Neurologist appointment

I agree with jaxpiolot..... a good nite sleep and just relax. My husband has been seeing a neurologist for 2 years now for his dementia, and the first appt for was pretty painless...for both of us 🙂 I just took my list of questions and was satisfied with the answers, of what i could understand, and was delighted ( for a lack of a better word) that she wanted to see us again and to start running some tests.
Oh, and saying a little prayer the night before wouldn't hurt
Good luck and hope things go well
Hugs and Prayers
God Bless

Thanks so much for your kind words. This an experience that no one is ready for. It’s very sad to to see our love ones go down the path of dementia.

@0616 Hello. I’m not sure if your upcoming appointment is for a spouse or parent, but the suggestions are meant for any doctor appointment.Don’t be afraid of an upcoming appointment, just be prepared. Write down your questions so you wont forget them, and list the concerns about behavior that you have.
https://connect.mayoclinic.org/discussion/preparing-for-your-doctorspecialist-appointment-s/
This link will take you to a discussion about preparing for a doctor/specialist appointment. I’m sure you will find good information.
When is the appointment?

The appointment is July 25.

Hi 0616,
Our first appointment is next week. I was told the evaluation could last from one hour to a few days! I don't know how to plan transportation around that. If I may ask, what was your experience like?
Thanks!

@gail60 Welcome to Mayo Clinic Connect! I would suggest that you call the doctor’s office where the testing will be done. Surely they will know how long the testing takes! And explain that transportation is an issue so you really need to know! Best of luck to you !

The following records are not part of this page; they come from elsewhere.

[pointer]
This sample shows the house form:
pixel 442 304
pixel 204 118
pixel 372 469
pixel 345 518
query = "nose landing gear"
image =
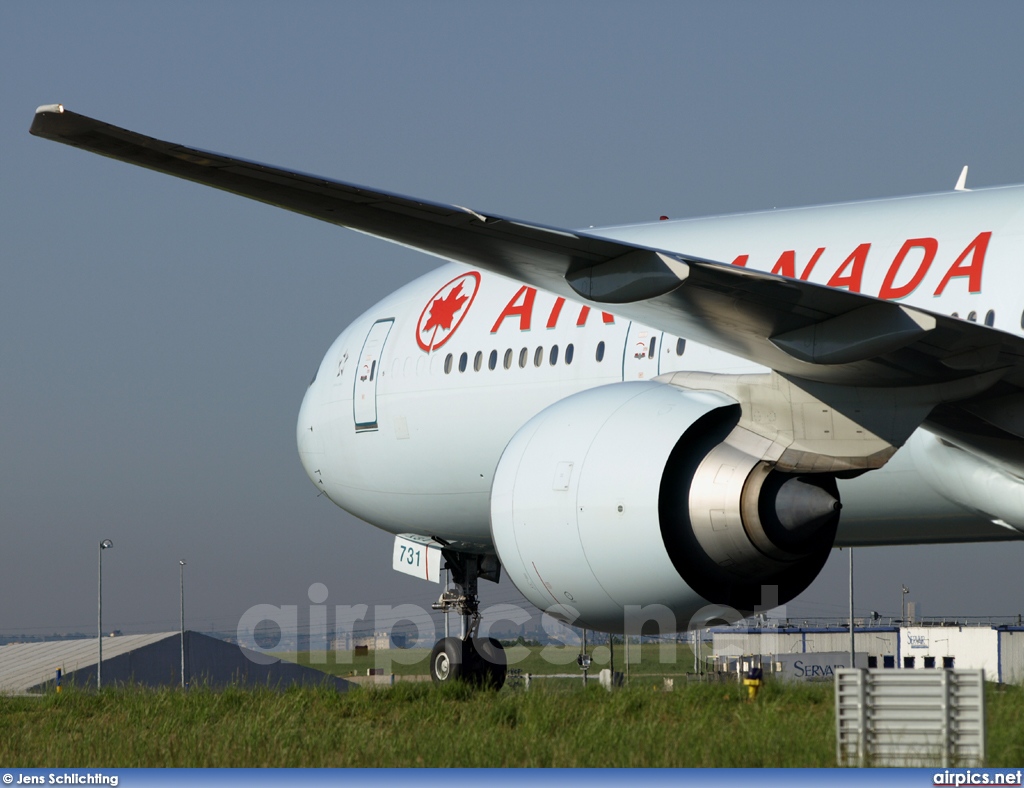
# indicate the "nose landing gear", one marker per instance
pixel 479 661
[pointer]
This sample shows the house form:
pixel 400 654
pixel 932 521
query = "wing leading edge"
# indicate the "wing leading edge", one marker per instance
pixel 801 330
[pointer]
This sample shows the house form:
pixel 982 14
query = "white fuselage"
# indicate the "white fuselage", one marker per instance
pixel 414 403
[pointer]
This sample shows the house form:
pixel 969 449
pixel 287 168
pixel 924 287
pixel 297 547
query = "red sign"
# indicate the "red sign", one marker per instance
pixel 445 311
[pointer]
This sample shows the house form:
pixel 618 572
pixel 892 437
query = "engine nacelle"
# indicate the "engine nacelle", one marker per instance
pixel 641 493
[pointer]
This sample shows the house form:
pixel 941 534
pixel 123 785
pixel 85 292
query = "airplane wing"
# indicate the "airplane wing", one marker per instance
pixel 801 330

@gail60, how did the evaluation appointment go? How long was it? How are you doing?

It went very well. Dr Graff-Radford was very kind, despite the fact there was nothing they could do for my husband. We were home with in 24 hours. The appointment lasted about 90 minutes. We have follow up appointments with social work and counseling/education. Hopefully more support will be found there. There is a great lack of expertise and understanding for Early Onset Alzheimer’s in my area. I t makes caregiving even more frustrating and isolating. Thank you for asking.

With your comment about lack of expertise, that's why this support group is so valuable. Lots of "experts" available to respond to your questions & concerns. When my cousin first started, I would try reasoning with her then I learned, just to accept, change the subject, agree and move on. No easy answers, but this group has lots of valuable experience.....best wishes

Does your cousin have Early Onset Alzheimer's, that is, diagnosed under age 65? With the way it is named, it is often confused with Early Stage Alzheimer's or MCI.
My husband was diagnosed at age 59 and is now in the severe stages cognitively but physically completely healthy. He tested normally for balance, gait, strength and reflexes. Bloodwork was normal too.
I wish there was a thread specific to Early Onset Alzheimer's Caregivers.